I was listening to one of  Jesper Koll’s talks in which he’s trying to sell Japan to global investors. His arguments, which include the creation of a new middle-class in Japan, an extremely asset-rich and liability-free layer of senior citizens and expertise in high-tech manufacturing, are all very persuasive arguments.

But one of his comments struck me as being odd – “You don’t invest in a country, you invest in its companies”.

While that does sound logical, it implies that the only way to invest in a country is through its capital markets – a thing that might be true for Japan but not true for many other markets – including almost all of the emerging markets.

In fact, if anything, Japan (through its companies) is probably one of the biggest investors in countries like India and China – directly setting up manufacturing plants across these countries and being one of the top foreign direct investors in numerous regions.

Which leads me to the conclusion that perhaps Koll’s comment is more of an exception – and one quite applicable to Japan – rather than the rule. Japan’s history of not opening itself up to the world till the Meiji-era has had a big role to play in this and, even during its economic hey-day during the 1980s, it was a very poor market for foreign exporters (barring luxury goods, tourism and raw materials).

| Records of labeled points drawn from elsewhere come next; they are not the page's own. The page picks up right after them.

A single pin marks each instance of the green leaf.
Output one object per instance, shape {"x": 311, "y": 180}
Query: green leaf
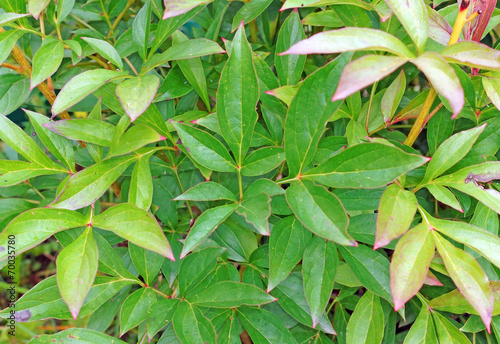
{"x": 137, "y": 93}
{"x": 491, "y": 85}
{"x": 408, "y": 18}
{"x": 422, "y": 331}
{"x": 88, "y": 185}
{"x": 35, "y": 226}
{"x": 60, "y": 147}
{"x": 159, "y": 315}
{"x": 447, "y": 332}
{"x": 365, "y": 71}
{"x": 340, "y": 320}
{"x": 205, "y": 225}
{"x": 193, "y": 71}
{"x": 76, "y": 336}
{"x": 109, "y": 261}
{"x": 320, "y": 211}
{"x": 370, "y": 267}
{"x": 135, "y": 225}
{"x": 367, "y": 321}
{"x": 106, "y": 50}
{"x": 63, "y": 8}
{"x": 76, "y": 270}
{"x": 392, "y": 97}
{"x": 410, "y": 264}
{"x": 135, "y": 308}
{"x": 229, "y": 294}
{"x": 14, "y": 91}
{"x": 141, "y": 29}
{"x": 289, "y": 68}
{"x": 262, "y": 161}
{"x": 481, "y": 240}
{"x": 468, "y": 179}
{"x": 136, "y": 137}
{"x": 443, "y": 78}
{"x": 147, "y": 262}
{"x": 81, "y": 86}
{"x": 195, "y": 267}
{"x": 205, "y": 149}
{"x": 308, "y": 114}
{"x": 287, "y": 243}
{"x": 468, "y": 276}
{"x": 237, "y": 97}
{"x": 8, "y": 41}
{"x": 264, "y": 326}
{"x": 17, "y": 139}
{"x": 13, "y": 172}
{"x": 207, "y": 191}
{"x": 191, "y": 326}
{"x": 455, "y": 302}
{"x": 35, "y": 7}
{"x": 84, "y": 129}
{"x": 473, "y": 54}
{"x": 46, "y": 61}
{"x": 366, "y": 165}
{"x": 395, "y": 214}
{"x": 256, "y": 209}
{"x": 319, "y": 265}
{"x": 141, "y": 184}
{"x": 443, "y": 195}
{"x": 44, "y": 300}
{"x": 290, "y": 294}
{"x": 183, "y": 50}
{"x": 451, "y": 151}
{"x": 350, "y": 39}
{"x": 174, "y": 8}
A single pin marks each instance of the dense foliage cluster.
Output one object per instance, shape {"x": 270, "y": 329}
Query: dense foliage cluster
{"x": 265, "y": 171}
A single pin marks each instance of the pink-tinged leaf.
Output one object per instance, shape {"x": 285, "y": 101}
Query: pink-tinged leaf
{"x": 431, "y": 279}
{"x": 473, "y": 54}
{"x": 35, "y": 7}
{"x": 474, "y": 29}
{"x": 174, "y": 8}
{"x": 468, "y": 276}
{"x": 410, "y": 12}
{"x": 439, "y": 29}
{"x": 395, "y": 214}
{"x": 365, "y": 71}
{"x": 443, "y": 78}
{"x": 137, "y": 93}
{"x": 492, "y": 87}
{"x": 482, "y": 241}
{"x": 410, "y": 264}
{"x": 349, "y": 39}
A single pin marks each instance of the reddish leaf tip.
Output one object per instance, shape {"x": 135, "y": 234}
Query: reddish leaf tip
{"x": 336, "y": 97}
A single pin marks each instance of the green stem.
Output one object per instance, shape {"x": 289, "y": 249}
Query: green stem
{"x": 119, "y": 18}
{"x": 240, "y": 184}
{"x": 374, "y": 88}
{"x": 182, "y": 190}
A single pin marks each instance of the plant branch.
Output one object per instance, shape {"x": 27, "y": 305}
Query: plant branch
{"x": 119, "y": 18}
{"x": 27, "y": 70}
{"x": 423, "y": 117}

While that has subsequently changed a bit with Japan now importing capital goods (such as machinery – and even much of that is a re-import of stuff produced by Japanese JVs in other countries), you’d scarcely find manufacturing plants belonging to foreign multinationals in the country (this, of course, isn’t true for the services sector).

However, Koll’s point does highlight an important feature of well-functioning capital markets – that it allows investors to get exposure to the upside of domestic companies – something a capital-starved country like India could definitely do with.

There is a complementary feature within the Japanese private sector that encourages foreign investors to take such an exposure – the bulk of R&D spending in Japan is performed by the private sector. (At 3.4% of GDP, this figure is higher than that of the US and is surpassed just by Korea and Israel – whose capital markets are much shallower than that of Japan).

Compare that with India – where the bulk of R&D spending is done by the government – the upside of which isn’t really available to investors. The Indian private sector must take the lead in doing credible research to attract capital flows – there are severe impediments to this currently – but, nevertheless, it is the way forward if India is to ever attract capital at the same scale as any of the developed markets.

(In fact I consider the current VC-funded startup boom in India as a reflection of this. It is currently more about risky D than R, as implementation and execution is key in the Indian markets – however, R cannot be that far behind).